Perhaps the play's the thing wherewith to catch the conscience of fallen kings, the erstwhile heirs to Lord Adam and Lady Eve. He plays out, brothers and sisters, stories before us with at least as much compelling creativity as He displayed with Jeremiah. Will pick up hints to the one, great Gospel story from Shakespeare? Will we learn from television? Will we learn from friends and brethren like us in so many ways whom he sends to play out before us the cost of sin without, by His forbearance, the yoke ever touching our neck?

We are the workers in the vineyard in Christ's chilling parable. The Master of the vineyard has sent workers to remind us of our due, and we have ignored them. We have, in a sense, killed them by ignoring the image of God on men and His uses of them to call us to repent. Yet He still calls, still schemes. Like that Master, He reasons, surely they will not reject My Son. Yet we do. He is not novel now. In the darkness of our minds, we connect rejecting His prerogatives with laying claim to Earth and all its pleasures ourselves.

Thus confronted, will we continue to change the channel, break the yoke, thinking that by negating the picture of this particular consequence we allay our guilt before God? Will we continue to dismiss His variegated confrontations of our sin nature until those sanctions actually begin to touch us, to restrict us more and more heavily like a yoke of iron? How gentle and preparatory someone else's yoke of wood will seem in retrospect! Will we realize with Otto von Bismarck, only too late, "Any fool can learn from his own mistakes. We want to learn from the mistakes of others."

The consequences of practice and progressive indifference are drastic. By individuals not repenting, a whole nation fell and was uprooted. By parents not repenting, children were born in exile and closed their parents' eyes in a strange land. For those who got to come back after the 70 years of exile were completed, they wept over the destroyed Temple and over the small beginnings they must now undertake.

Even more completely, beloved, Psalm 78:50, echoed by Romans later, warns of sin's ultimate consequences. They aren't manageable, a yoke of wood to be broken as an inconvenient reminder some other impolite soul brings before us. They are mortal. The psalmist concludes what comes down to us as the end of that verse with the reminder God did not spare His people from death and actively, sovereignly gave them over to the plague."

Yes, but for God's intervention between even the lost and the plague that connects sin and death, all would perish. That He has spared the indifferent heretofore shows what Ambrose implores in On Repentance." "He waits for our tears, that He may pour forth His goodness."

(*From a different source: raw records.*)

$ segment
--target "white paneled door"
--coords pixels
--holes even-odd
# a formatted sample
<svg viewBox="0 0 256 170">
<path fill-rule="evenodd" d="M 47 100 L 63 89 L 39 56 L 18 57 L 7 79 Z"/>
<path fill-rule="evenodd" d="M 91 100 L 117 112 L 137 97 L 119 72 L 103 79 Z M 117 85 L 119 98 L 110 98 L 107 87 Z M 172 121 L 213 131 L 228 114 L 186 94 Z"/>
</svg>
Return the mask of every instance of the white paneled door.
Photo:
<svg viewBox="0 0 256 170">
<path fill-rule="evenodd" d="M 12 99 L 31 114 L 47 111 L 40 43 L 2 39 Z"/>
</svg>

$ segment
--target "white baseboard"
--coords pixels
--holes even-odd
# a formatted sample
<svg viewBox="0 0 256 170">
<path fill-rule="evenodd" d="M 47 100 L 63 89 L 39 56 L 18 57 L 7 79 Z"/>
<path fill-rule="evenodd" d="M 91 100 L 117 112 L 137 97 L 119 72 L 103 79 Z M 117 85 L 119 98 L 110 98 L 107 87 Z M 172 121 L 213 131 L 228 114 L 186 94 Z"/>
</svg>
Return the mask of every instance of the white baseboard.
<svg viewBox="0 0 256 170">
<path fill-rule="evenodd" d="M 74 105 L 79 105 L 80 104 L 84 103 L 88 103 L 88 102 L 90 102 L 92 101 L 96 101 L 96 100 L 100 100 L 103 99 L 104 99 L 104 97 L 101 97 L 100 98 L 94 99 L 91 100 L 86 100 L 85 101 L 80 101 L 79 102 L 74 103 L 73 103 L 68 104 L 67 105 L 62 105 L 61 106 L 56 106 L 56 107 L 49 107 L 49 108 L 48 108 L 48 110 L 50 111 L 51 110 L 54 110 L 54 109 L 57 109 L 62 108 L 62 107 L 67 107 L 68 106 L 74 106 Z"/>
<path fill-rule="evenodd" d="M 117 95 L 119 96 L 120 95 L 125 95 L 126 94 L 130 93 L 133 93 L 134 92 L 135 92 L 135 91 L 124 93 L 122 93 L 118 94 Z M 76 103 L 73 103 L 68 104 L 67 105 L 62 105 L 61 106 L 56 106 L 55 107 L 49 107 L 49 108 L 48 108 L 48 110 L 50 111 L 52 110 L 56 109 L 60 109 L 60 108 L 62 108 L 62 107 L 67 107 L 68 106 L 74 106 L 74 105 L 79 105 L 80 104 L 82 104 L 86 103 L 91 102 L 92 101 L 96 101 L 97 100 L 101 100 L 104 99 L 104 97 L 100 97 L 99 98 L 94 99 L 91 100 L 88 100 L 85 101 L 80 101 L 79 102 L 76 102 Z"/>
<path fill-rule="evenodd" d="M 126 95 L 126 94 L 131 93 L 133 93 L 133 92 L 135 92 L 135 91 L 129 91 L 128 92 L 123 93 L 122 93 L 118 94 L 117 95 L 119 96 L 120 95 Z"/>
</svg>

That goodness calls to us at least as compellingly as looming judgment. "The vial of wrath drops," compares Mercy and Truth of God by Thomas Watson, "but the fountain of mercy runs." If He will employ a yoke of wood, then a yoke of iron, move kings and nations to vindicate His glory when we prefer ought to Him, how many variables is He moving to woo our physical hearts? How many sunrises has He resiliently raised over the just and the unjust is a beacon of His mercies which are new every morning, lunch dented by our last rejection?